Campo di concentramento Auschwitz-Birkenau a Oświęcim

Konzentrationslager Auschwitz è un posto particolare. Il simbolo del terrore, dello sterminio e della bestialità del XX secolo. Questo è il più grande campo di sterminio nella storia dell’umanità, creato dai Tedeschi nella metà del 1940. All'inizio doveva essere uno dei tanti campi di lavoro, che i nazisti creavano dall'inizio degli anno 30. Nel 1942, già dopo l'ingrandimento, divenne il centro di Endlösung der Judenfrage (‛risoluzione definitiva della questione ebrea’), quindi il piano nazista di sterminio degli Ebrei che abitavano sui territori occupati dal III Reich. Le cifre esatte delle vittime di Auschwitz non sono possibili da stabilire. Le SS hanno distrutto quasi tutta la documentazione, e ciò che si è salvato è stato portato via dai sovietici. Si presume che in tutto siano stati uccisi qui 1,5 milioni di persone provenienti da ventotto paesi, di cui il 90% erano Ebrei. Dopo la guerra il terreno del campo è stato trasformato in un museo e denominato il Monumento del Martirio del Popolo Polacco e degli altri Popoli. Nel 1979 è stato iscritto nell'elenco dell’UNESCO, come avvertimento contro il fanatismo, contro l'estremo nazionalismo e il razzismo, e per ricordare per sempre cosa fecero i Tedeschi nazisti.

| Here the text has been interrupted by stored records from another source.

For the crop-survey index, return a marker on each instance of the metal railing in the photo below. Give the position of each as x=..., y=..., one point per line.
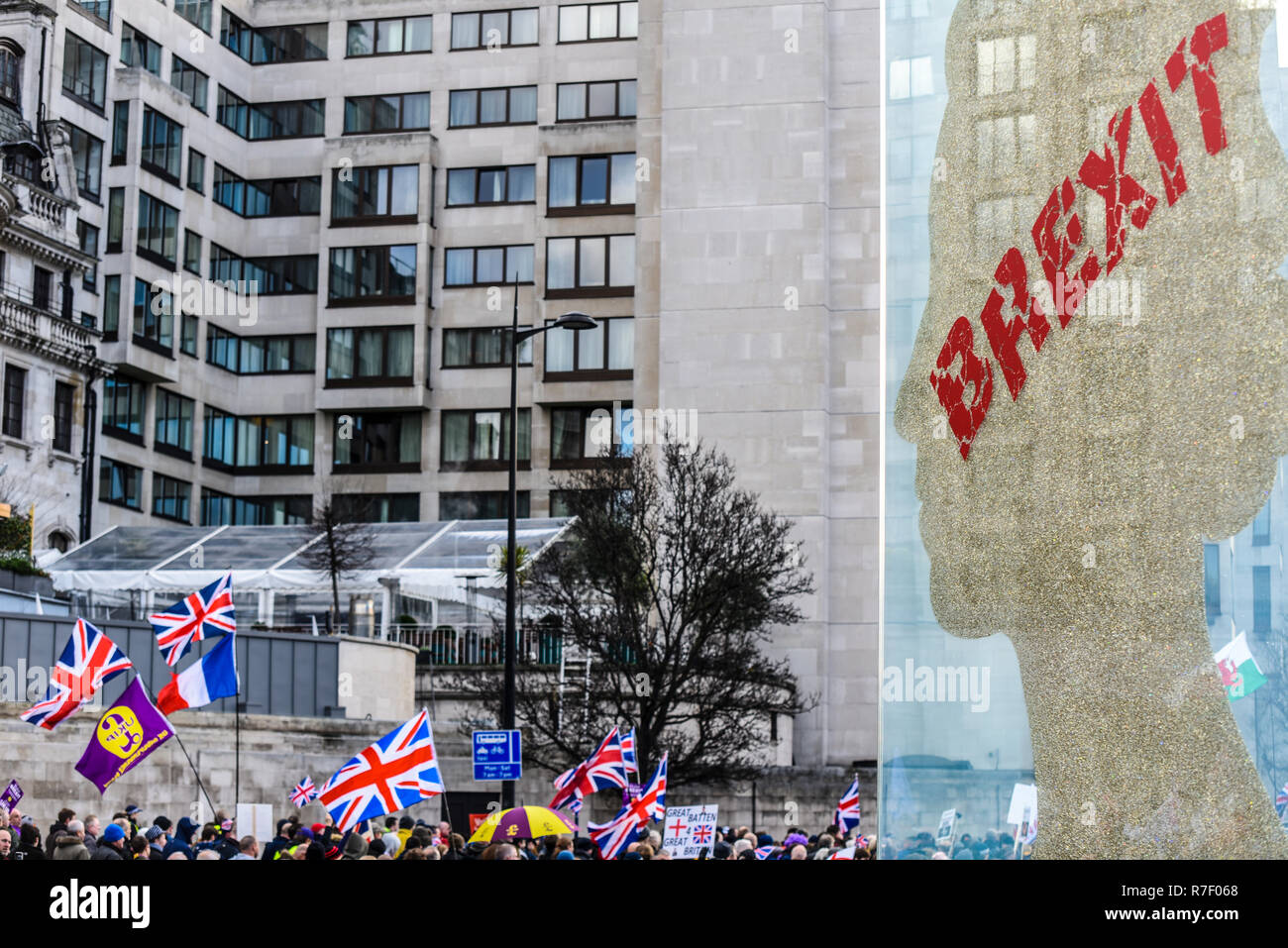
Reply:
x=480, y=644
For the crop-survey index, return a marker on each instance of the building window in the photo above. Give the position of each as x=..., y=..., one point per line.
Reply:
x=123, y=407
x=268, y=275
x=606, y=351
x=912, y=77
x=196, y=170
x=471, y=108
x=119, y=483
x=482, y=505
x=120, y=132
x=488, y=265
x=270, y=120
x=1006, y=63
x=111, y=307
x=366, y=274
x=14, y=395
x=585, y=22
x=98, y=9
x=593, y=101
x=590, y=265
x=138, y=50
x=196, y=12
x=591, y=184
x=11, y=76
x=585, y=434
x=170, y=498
x=377, y=442
x=162, y=151
x=398, y=112
x=84, y=71
x=389, y=37
x=268, y=445
x=274, y=44
x=192, y=252
x=506, y=184
x=1261, y=601
x=494, y=29
x=43, y=288
x=380, y=356
x=88, y=158
x=375, y=194
x=191, y=81
x=275, y=197
x=481, y=440
x=154, y=317
x=482, y=348
x=174, y=421
x=88, y=239
x=159, y=230
x=188, y=329
x=378, y=507
x=64, y=397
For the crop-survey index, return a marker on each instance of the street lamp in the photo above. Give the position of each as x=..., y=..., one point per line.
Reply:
x=568, y=321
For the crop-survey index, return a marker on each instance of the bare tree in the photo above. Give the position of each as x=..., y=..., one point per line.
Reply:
x=344, y=543
x=670, y=581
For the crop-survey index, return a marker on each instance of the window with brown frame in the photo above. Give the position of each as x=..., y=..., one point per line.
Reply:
x=580, y=102
x=581, y=266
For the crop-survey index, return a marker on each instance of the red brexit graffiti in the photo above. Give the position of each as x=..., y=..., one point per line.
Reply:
x=1012, y=312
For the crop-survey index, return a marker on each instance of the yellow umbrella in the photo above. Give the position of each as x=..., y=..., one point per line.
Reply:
x=520, y=823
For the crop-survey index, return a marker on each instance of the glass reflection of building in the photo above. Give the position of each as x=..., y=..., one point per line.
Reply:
x=939, y=751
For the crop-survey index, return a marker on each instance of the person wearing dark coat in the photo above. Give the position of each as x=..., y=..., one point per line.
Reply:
x=181, y=841
x=110, y=844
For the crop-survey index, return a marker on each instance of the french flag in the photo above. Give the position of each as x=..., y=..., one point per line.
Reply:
x=214, y=677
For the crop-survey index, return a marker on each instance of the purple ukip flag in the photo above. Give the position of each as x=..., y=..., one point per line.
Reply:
x=125, y=734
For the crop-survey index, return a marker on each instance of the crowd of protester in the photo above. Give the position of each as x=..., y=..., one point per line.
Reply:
x=125, y=836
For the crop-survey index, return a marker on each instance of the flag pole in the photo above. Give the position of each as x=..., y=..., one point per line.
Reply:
x=172, y=730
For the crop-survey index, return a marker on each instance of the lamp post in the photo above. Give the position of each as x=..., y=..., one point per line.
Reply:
x=568, y=321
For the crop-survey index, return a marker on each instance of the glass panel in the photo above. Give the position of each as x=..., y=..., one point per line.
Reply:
x=563, y=181
x=621, y=344
x=460, y=185
x=523, y=27
x=622, y=260
x=523, y=103
x=593, y=180
x=463, y=108
x=591, y=262
x=572, y=24
x=523, y=183
x=603, y=99
x=559, y=351
x=561, y=258
x=623, y=179
x=572, y=102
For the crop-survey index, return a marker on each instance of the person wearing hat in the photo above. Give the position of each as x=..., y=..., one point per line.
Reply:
x=111, y=844
x=156, y=841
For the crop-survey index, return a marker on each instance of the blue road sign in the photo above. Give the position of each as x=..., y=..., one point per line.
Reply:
x=497, y=755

Konzentrationslager Auschwitz era composto da vari campi: un campo principale: Auschwitz I a Oświęcim, Birkenau (Auschwitz II) a Brzezinka, Monowitz (Auschwitz III) a Monowice e circa 40 piccoli campi subordinati. Nella primavera del 1942 i nazisti hanno cominciato a usare il micidiale gas: zyklon B.

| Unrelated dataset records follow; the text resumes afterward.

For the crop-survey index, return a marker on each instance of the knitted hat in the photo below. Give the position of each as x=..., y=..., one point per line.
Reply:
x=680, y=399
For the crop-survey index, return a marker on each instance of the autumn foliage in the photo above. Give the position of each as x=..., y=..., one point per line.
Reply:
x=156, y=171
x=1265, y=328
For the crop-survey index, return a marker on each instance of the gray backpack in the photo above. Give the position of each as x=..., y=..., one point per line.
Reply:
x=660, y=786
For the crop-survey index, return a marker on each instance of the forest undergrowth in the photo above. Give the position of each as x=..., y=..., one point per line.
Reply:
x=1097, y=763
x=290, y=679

Auschwitz I e Birkenau, che è possibile visitare sono distanti 3,5 km (su questa tratta funziona l'autobus gratuito, ma vale anche la pena di fare la strada a piedi). Auschwitz I, conservato quasi nello stato nel quale lo hanno lasciato i nazisti, costituisce la parte principale del museo. Nelle baracche si trovano le esposizioni riguardanti la vita del campo e dello sterminio dei prigionieri. A Brzezinka sono conservati i binari dove i medici delle SS facevano la selezione dei nuovi prigionieri arrivati, resti delle camere a gas, crematori, primitive baracche e chilometri di filo spinato.